38. Static Shot

class: tweener | impressiveness: 5/5 | factors: acting skill, practice | requires: sugar packets | watch full episode

Audio Commentary:

(00:00:51)

This effect has everything: it’s fun to do, it looks impressive, it makes you feel like you’ve got superpowers, and most importantly… it lets you make someone else look like an idiot.

The Scam: Tear off the edges of a sweetener packet and dump out the contents. This should leave you with a sheet of thin paper with a crease down the middle. This will be your “target.” Set up your target a foot or so away from your outstretched arm, making sure to keep it as precariously balanced as you’re able (the easier it is to knock over, the better it works).

Next, put on a show of slapping your face and rubbing your cheeks to “build up a static charge,” and finally, after rubbing your left cheek with your right hand, keep your hand wide and flat as you swing it in a wide arc from your face, eventually ending up pointing at the target.

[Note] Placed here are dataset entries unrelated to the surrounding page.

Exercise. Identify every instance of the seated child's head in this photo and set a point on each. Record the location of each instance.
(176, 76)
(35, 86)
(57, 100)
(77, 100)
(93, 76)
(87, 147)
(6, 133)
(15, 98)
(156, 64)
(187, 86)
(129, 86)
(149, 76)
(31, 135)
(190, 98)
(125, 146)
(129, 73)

Pause for just a second or two, make a finger gun, and pull the trigger. As if shot, the packet will fall over.

(00:00:06)

Watch Demonstration (External link)

If you do the move correctly, as you swing your hand out, you will generate a gust of air that will take a couple of seconds to reach the target. Once you have your timing down, it will appear that you simply point and “fire” your finger gun to knock over the target.

It’ll take some practice to get it down, but once you’ve got it, it’s a blast.

Be warned though: your friends will be suspicious. First they’ll think you’re just blowing to knock it over, so let them keep a hand in front of your face as you perform it. In fact, you can prove that there’s no way wind can be involved by placing a bottle or pint glass between you and the paper. Unbelievably, that gust of wind you generate will roll right around the glass and still knock over the paper.

(00:00:13)

Watch Demonstration (External)

Here’s the best part: your friends will want to know how it’s done. Explain that it’s all about the static electricity generated by rubbing and slapping their face. Demonstrate the moves for them, really rubbing and slapping your face. But when you demonstrate the moves for them, move your right hand from your right cheek.

When you do the moves this way, you don’t generate that gust of wind, but they won’t notice the difference in moves. They’ll think they’re doing the exact same thing, but for some reason it just won’t work for them. The harder they try, the funnier it gets.

The first time I saw this performed was by Daniel Garcia, and it utterly floored me. I later found out it’s published in the works of our Scam School friend Diamond Jim Tyler. Thanks again to both of them for making me feel dumb.